Голован удивлён. Какой-такой "прямоугольник Щекна"? Прячет взгляд, начинает чесаться каждой лапой попеременно. И кому взбрело в голову назвать что-то его именем? Я присаживаюсь на корточки рядом. Щекн демонстративно зевает. Я терпеливо жду. Время у меня есть. Немного, но есть.
- Не помню, - Щекн, наконец, смотрит мне в глаза.
- У броневика, - подсказываю и улыбаюсь.
Щекн хмыкает:
- Их сотни.
- Там, - в горле першит, я странно хриплю. - На площади.
- Туда не пойду! - отвечает он резко.
- Я не зову. Просто покажи, где.
- Зачем тебе?
- Мне всегда было интересно, что там.
- Ты знаешь, - Щекн хмурится, в его словах звучит едва уловимая нотка отчаяния. - Яма. Колодец без дна. Дыра.
- Мне нужно.
- Не поведу, - Щекн опускает голову, делает шаг в сторону.

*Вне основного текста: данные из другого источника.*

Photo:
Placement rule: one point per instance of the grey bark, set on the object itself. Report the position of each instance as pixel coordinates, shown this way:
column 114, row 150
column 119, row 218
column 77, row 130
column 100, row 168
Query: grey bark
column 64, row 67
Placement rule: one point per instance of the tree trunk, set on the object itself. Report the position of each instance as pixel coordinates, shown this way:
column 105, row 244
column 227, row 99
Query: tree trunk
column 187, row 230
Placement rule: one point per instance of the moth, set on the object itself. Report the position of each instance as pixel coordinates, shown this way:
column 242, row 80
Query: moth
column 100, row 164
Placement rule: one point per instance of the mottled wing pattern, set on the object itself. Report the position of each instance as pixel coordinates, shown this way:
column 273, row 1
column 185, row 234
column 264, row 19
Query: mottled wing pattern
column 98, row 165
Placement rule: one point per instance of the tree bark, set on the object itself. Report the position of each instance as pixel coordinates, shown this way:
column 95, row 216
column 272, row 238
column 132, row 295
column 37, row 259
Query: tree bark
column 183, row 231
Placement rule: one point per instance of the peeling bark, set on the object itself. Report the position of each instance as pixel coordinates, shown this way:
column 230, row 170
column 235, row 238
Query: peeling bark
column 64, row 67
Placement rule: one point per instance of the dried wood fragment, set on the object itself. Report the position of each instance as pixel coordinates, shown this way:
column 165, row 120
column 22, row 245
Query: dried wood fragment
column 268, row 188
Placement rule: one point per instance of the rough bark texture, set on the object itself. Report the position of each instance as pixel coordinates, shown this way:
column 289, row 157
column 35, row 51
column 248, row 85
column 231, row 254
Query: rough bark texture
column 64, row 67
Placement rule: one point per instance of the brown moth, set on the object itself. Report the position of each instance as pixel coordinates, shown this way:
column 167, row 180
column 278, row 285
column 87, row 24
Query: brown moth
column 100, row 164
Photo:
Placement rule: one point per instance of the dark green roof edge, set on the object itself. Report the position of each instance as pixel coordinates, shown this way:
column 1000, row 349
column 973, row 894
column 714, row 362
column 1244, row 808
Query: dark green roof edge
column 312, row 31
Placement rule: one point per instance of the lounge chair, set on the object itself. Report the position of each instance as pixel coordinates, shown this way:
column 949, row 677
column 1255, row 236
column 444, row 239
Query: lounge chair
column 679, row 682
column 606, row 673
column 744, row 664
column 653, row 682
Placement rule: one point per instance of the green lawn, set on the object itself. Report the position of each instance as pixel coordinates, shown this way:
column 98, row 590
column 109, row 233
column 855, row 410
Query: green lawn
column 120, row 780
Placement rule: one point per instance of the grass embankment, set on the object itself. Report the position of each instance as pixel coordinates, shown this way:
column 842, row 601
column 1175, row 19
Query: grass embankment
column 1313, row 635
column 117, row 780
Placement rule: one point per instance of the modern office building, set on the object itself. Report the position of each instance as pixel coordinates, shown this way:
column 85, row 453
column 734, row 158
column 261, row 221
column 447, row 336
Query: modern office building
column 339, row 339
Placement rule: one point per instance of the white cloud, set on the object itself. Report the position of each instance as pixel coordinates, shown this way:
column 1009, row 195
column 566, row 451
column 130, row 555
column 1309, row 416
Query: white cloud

Внутри меня что-то ломается, расклеивается, трещит по швам - я хватаю голована за шею, разворачиваю хмурую собачью физиономию и ору в ухо:
- Итрч!.. ты вернёшься один! Понимаешь?!
Он каменеет, но не сопротивляется, только поджимает уши. Я обнимаю его. Прости! Становится легче, обоим. Или мне только кажется? Пусть кажется.
- Пора.
- Пора, - покорно повторяет Щекн, а я вдруг понимаю, что мы давно говорим на языке голованов.
Идём посередине пыльной улицы, огибая завалы кирпича и ржавые клети машин. Вокруг никого и ничего. Я прихрамываю - болит колено. Странно. Где и когда я поранился?
- Дыра заклеена, - бурчит Щекн.
Киваю в ответ, стискиваю зубы и гоню прочь надоедливую боль.
- Стой! - командует Щекн и исчезает за покорёженным остовом грузовика. Куда? Я наваливаюсь спиной на бетонный столб, злюсь и радуюсь небольшой передышке. Чего больше? Не хочу думать, просто отрываю себя от опоры и делаю ещё один шаг. За ржавой кабиной Щекн - напружиненный, готовый к прыжку. Из подъезда дома, наполовину присыпанного битым кирпичом и мусором, в клубах пыли вываливается горбатая тень.
- Стой! - теперь командую я.
- Никогда не любил пешие двойки, - бурчит Экселенц и сваливает рюкзак в ноги.
- Ты мне тоже нравишься, - рычит Щекн, скалит белые зубы.
Экселенц гладит конопатую лысину носовым платком.
- Вас не догнать, - смотрит с укоризной. С укоризной! Словно так и должно быть. Словно руины Надежды - дом родной, в тяжёлом рюкзаке всё для загородного пикника, и тащит он его один, а мы... мы...
- Что ты тут делаешь? - спрашиваю, и тут же понимаю, что ответ мне не нужен, ни в каком виде, ни сейчас, ни потом. Спотыкаюсь на этом "потом", смотрю на Старика - он смотрит на меня, сопит, скрывая в глубине глаз боль, тревогу и чудной, почти детский страх. Комкает пальцами платок.
Экс!
- Что в мешке? - спрашивает Щекн.
Не хочу их слушать, не слушаю, разворачиваюсь и ухожу. Щекн не нужен - я уже вижу Яму. Она рядом, пара десятков шагов. Надо просто идти. Не оборачиваясь, не отвлекаясь на пустяки. Терпеть нудную боль и топать, топать.
Они смотрят мне вслед? Это неважно.
Асфальт закончился - под ногами мягкий, пружинящий ковёр. Осталось пару шагов.
В колене пульсирует боль, разрастается, ползёт вверх и... бьёт в пах. Дыхание перехватывает - я останавливаюсь.
Они смотрят?
Нестерпимо хочется пить. Мне бы воды. Холодной, родниковой, чистой, земной...
Разворачиваюсь на негнущихся ногах, подпирая поясницу кулаком, ищу и нахожу взглядом размытые, окаменевшие фигуры. Шепчу, задыхаясь, а, может быть, кричу, срывая глотку:
- Счастья! Для всех, кто будет жить вечно, счастья! И пусть немного... И пусть не даром... У вас есть время!